Branches. We tend to do everything in the master
branch, but consider creating a separate branch if you are working on a risky feature that may need to be rolled back, or if multiple students are working within the same repository. Branches are also an excellent way to make small temporary changes to code, for example when running slightly different experiments.
Pushing and Pulling. You should regularly push your code to your fork of the repository. Once you have made a set of cohesive (and working) changes, then you should create a Pull Request to have it merged with the base repository. Keep in mind that others may be changing the base repository, so you will have to both push your code to the base and pull from the base to your version. Learn how to create a remote named upstream
in your git repo that represents the base version of the repository (i.e., not the version forked into your account).

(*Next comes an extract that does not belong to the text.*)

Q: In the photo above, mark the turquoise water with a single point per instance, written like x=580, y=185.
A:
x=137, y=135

Notifications. You should setup github's notification system so that it will email you when changes are made to repositories that you are working on. For example, if someone tags you in a commit message or assigns an Issue to you, then you should be sure you will be notified of this. It's a good idea to regularly look at your github web page to see what updates other students are making on projects relevant to you.
The contents of this guide are largely stolen from the Composite Style Guide. Where not discussed here, follow the Composite rules.
Google's C++ Style Guide also provides many reasonable style choices, and is used by many different companies. Where not discussed here or in the Composite guide, follow Google's.